On Wednesday, the FBI released a statement that cast doubt on the accuracy of a controversial memo, which President Donald Trump wanted to release, that allegedly detailed surveillance abuses by the Justice Department:
Whoa. INBOX, in rare public statement, FBI says it had limited opportunity to review the Nunes memo before the vote and “we have grave concerns about material omissions of fact that fundamentally impact the memo’s accuracy.” pic.twitter.com/gf3NmuW1DZ
— Katie Bo Williams (@KatieBoWill) January 31, 2018
“We have grave concerns about material omissions of fact that fundamentally impact the memo's accuracy,” the FBI said of the memo drafted by Rep. Devin Nunes (R-Calif.).

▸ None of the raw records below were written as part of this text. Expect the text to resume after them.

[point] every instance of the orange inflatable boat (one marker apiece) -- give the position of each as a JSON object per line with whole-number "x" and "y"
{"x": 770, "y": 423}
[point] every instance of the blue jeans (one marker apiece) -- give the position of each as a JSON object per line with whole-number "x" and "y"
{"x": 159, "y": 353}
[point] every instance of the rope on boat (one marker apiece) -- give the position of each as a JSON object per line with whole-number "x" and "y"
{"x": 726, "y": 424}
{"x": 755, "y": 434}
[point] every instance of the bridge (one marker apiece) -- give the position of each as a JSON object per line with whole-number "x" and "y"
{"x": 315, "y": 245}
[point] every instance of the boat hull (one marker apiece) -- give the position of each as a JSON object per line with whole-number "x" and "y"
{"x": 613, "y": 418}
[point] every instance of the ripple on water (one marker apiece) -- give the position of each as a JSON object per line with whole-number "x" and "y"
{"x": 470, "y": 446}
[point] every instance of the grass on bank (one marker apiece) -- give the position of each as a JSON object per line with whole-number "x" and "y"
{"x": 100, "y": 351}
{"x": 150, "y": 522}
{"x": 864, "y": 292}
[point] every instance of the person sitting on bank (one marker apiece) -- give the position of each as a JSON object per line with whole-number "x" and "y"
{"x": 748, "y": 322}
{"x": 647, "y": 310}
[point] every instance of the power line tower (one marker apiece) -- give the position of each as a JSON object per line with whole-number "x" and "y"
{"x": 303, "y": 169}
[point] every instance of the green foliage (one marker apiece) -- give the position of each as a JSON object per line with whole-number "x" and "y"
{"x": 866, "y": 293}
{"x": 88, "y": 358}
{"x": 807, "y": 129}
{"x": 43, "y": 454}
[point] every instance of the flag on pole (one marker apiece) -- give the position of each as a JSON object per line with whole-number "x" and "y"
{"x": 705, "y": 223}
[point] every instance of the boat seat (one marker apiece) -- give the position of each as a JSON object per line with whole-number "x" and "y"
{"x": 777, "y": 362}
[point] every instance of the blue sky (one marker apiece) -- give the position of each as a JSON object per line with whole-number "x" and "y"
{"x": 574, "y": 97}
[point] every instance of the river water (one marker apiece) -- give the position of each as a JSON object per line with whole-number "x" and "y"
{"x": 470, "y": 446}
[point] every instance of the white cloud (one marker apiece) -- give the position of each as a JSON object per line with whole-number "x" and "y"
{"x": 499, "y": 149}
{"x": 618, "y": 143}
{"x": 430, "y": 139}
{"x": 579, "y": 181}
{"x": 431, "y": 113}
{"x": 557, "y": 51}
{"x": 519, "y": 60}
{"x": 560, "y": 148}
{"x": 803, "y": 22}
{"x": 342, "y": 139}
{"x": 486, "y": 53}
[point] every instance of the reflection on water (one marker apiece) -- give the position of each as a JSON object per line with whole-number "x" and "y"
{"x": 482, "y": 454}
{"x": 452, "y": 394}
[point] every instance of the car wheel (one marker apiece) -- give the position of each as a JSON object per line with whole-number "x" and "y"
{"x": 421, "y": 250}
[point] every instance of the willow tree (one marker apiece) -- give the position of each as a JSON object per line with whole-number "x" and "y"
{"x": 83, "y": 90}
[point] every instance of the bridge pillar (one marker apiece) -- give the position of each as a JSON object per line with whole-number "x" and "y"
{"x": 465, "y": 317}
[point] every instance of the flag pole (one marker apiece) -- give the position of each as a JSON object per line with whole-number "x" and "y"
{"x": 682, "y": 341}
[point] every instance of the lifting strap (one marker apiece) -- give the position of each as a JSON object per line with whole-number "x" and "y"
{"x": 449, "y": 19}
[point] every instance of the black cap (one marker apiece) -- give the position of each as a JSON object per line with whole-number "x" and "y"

According to CNN, the memo accuses the FBI of abusing its authority when it tried to obtain a Foreign Intelligence Surveillance Act (FISA) warrant on Carter Page, a former Trump campaign adviser.
The FBI's statement came just after news that FBI Director Christopher Wray expressed to the White House his concern about the memo's accuracy.
McCabe resigned on the day of his meeting with Wray and following suspicions that he had a political bias while serving in the agency that investigated both Trump and his former opponent, Democratic presidential nominee Hillary Clinton.
As Trump noted in 2017, McCabe's wife received political donations from an organization controlled by Clinton ally and former Virginia Gov. Terry McAuliffe.
The memo controversy came amid broader concerns about political bias at the FBI, something Attorney General Jeff Sessions vowed in a speech last week to eradicate.
“That sort of thinking is the antithesis of what the department stands for, and I won't tolerate it,” he said of political bias and favoritism.